Enter the name of the queue (this will be needed later in nextflow) and give it a priority. A priority of 1 means that jobs submitted to the compute environment via this queue will have priority over jobs submitted via a queue with a lower priority. This does not matter if you only have 1 queue using the compute environment but if you have multiple queues you can define their priorities. Finally in the dropdown box select the compute environment we created in the previous section and click Create job queue.
Nextflow can use S3 buckets to store and access data. Go to the S3 service under the AWS management console and select Create bucket. Name the bucket (will be used in the nextflow configuration) and select the appropriate region where you have configured everything else and select Create bucket.
There are a few parameters that need to be added to the Nextflow config in order to use the AWS Batch environment we created.
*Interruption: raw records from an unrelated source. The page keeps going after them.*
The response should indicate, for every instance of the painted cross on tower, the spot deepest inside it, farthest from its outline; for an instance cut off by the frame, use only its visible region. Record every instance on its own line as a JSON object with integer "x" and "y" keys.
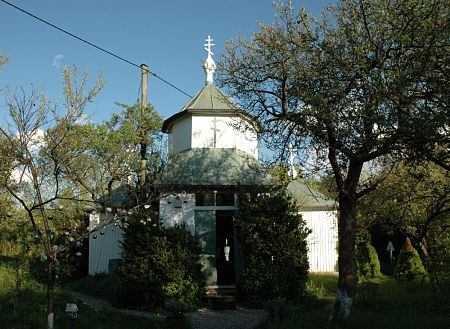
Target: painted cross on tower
{"x": 209, "y": 66}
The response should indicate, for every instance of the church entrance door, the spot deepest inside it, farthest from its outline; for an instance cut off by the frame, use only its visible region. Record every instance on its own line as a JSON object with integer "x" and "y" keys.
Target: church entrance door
{"x": 225, "y": 243}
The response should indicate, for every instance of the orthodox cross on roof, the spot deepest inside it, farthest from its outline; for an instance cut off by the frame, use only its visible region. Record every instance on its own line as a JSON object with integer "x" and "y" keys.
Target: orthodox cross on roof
{"x": 292, "y": 172}
{"x": 215, "y": 131}
{"x": 209, "y": 66}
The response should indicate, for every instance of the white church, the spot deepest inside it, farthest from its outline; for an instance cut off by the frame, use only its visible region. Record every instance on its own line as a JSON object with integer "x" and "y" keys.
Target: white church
{"x": 213, "y": 155}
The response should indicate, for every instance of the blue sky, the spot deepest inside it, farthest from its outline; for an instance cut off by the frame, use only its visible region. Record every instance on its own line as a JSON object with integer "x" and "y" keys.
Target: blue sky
{"x": 166, "y": 35}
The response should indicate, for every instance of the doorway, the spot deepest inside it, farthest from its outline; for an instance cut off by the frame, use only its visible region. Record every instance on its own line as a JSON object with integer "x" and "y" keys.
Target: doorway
{"x": 225, "y": 237}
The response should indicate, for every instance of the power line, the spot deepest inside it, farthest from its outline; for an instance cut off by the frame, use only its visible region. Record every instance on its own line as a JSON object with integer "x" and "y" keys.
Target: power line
{"x": 94, "y": 45}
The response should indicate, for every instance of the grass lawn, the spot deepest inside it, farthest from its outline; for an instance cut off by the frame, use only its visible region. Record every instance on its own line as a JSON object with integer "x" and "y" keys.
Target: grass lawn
{"x": 23, "y": 306}
{"x": 379, "y": 304}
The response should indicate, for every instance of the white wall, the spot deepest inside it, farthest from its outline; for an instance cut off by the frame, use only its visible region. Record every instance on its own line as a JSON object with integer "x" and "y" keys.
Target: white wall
{"x": 175, "y": 211}
{"x": 104, "y": 247}
{"x": 180, "y": 135}
{"x": 322, "y": 242}
{"x": 230, "y": 133}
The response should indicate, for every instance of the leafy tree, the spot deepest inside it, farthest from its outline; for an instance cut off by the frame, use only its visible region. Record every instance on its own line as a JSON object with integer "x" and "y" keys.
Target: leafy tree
{"x": 366, "y": 256}
{"x": 159, "y": 266}
{"x": 413, "y": 201}
{"x": 273, "y": 239}
{"x": 33, "y": 133}
{"x": 106, "y": 156}
{"x": 409, "y": 265}
{"x": 366, "y": 81}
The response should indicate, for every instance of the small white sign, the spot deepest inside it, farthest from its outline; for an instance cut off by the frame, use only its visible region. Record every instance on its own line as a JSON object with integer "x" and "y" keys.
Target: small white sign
{"x": 390, "y": 246}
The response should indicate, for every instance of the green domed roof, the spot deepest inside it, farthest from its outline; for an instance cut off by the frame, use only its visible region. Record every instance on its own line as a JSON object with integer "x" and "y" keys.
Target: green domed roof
{"x": 214, "y": 167}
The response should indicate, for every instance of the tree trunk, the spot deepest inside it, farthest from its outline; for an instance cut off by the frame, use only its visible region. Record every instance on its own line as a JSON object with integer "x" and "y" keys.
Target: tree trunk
{"x": 49, "y": 291}
{"x": 348, "y": 278}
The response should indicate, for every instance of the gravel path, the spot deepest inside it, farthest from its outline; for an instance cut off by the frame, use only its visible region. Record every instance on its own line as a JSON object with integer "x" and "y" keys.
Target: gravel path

Specify your credentials in the Nextflow configuration file
aws {
accessKey = ''
secretKey = ''
region = 'ap-south-1'
batch.cliPath = '/home/ec2-user/miniconda/bin/aws'
}
process {
withName: FASTQC {
executor = 'awsbatch'
queue = 'nextflow-job-queue'
container = 'staphb/fastqc:latest'
}
}
workDir = 's3://bix-nf-bucket/workDir/'
Nextflow does not require any installation procedure, just download the distribution package by copying and pasting this command in your terminal:
curl -fsSL https://get.nextflow.io | bash
It creates the nextflow executable file in the current directory. You may want to move it to a folder accessible from your $PATH.
nextflow run https://github.com/Ankita-1211/integration-aws-batch-nextflow.git -r main -c nextflow.config --input_dir s3://testing-nf-integration/input/ --output_dir s3://testing-nf-integration/output/
Note: the aws credentials need to be added to the nextflow.config file.